The big problem that one runs into is the use of percents, which denote comments in LaTeX.  Leaving the percent signs in leads to parsing problems when testing templates.  So it became clear that since we wanted to re-use the same template logic for both UI and printed invoices the percent signs would have to go.

We settled on opening the tag with <?lsmb and closing it with ?>  The reason here is that this re-uses the SGML-standard "program instruction" tag syntax to ensure that validation can be run on the templates themselves.

A second thing we did was to add some template-specific functions.  These handle internationalization and number formatting.  Each of these has two forms:  a general form specific to the language or preferences of the template and a non-specific form, where the localization settings must be specified in the template.  This provides a consistent templating API for presentation of data, without mixing object behavior with the template layer itself.

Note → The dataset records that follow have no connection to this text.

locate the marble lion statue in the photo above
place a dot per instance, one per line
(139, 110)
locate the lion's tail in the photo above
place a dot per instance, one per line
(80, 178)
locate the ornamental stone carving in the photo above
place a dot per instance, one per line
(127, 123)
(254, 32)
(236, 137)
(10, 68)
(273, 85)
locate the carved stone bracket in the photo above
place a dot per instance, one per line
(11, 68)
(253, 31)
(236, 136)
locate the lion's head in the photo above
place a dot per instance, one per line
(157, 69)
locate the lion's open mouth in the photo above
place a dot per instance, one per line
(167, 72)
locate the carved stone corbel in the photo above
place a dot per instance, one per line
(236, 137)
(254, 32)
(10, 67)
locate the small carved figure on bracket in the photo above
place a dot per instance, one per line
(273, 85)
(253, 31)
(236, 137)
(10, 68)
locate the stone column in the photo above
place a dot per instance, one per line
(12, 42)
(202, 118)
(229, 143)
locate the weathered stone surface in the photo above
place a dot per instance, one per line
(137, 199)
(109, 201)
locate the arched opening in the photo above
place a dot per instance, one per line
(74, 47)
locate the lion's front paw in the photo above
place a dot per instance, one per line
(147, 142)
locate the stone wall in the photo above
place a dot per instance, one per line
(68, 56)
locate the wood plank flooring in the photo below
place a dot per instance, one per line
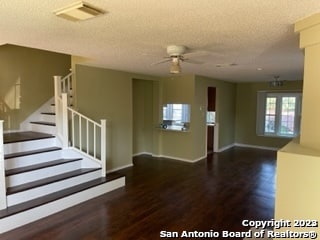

The reason for these two forms is that there may be cases where number formatting must be specified in the template (such as when a check is printed), but there are others where user-specific settings should be used.  Similarly we want to specify a primary language with a template, but might want to translate strings into a second language (for example for bilingual receipts).

This gives us a general presentation API largely based on TT, but with differences which enable us to do whatever we need to do.  We had to rip out the old pagebreak handling and go instead to LaTeX longtables instead, which is probably a win anyway.

However one surprising use has come up, and that has been the ability to re-use the templating system in preparing database upgrade scripts which are then passed along to psql.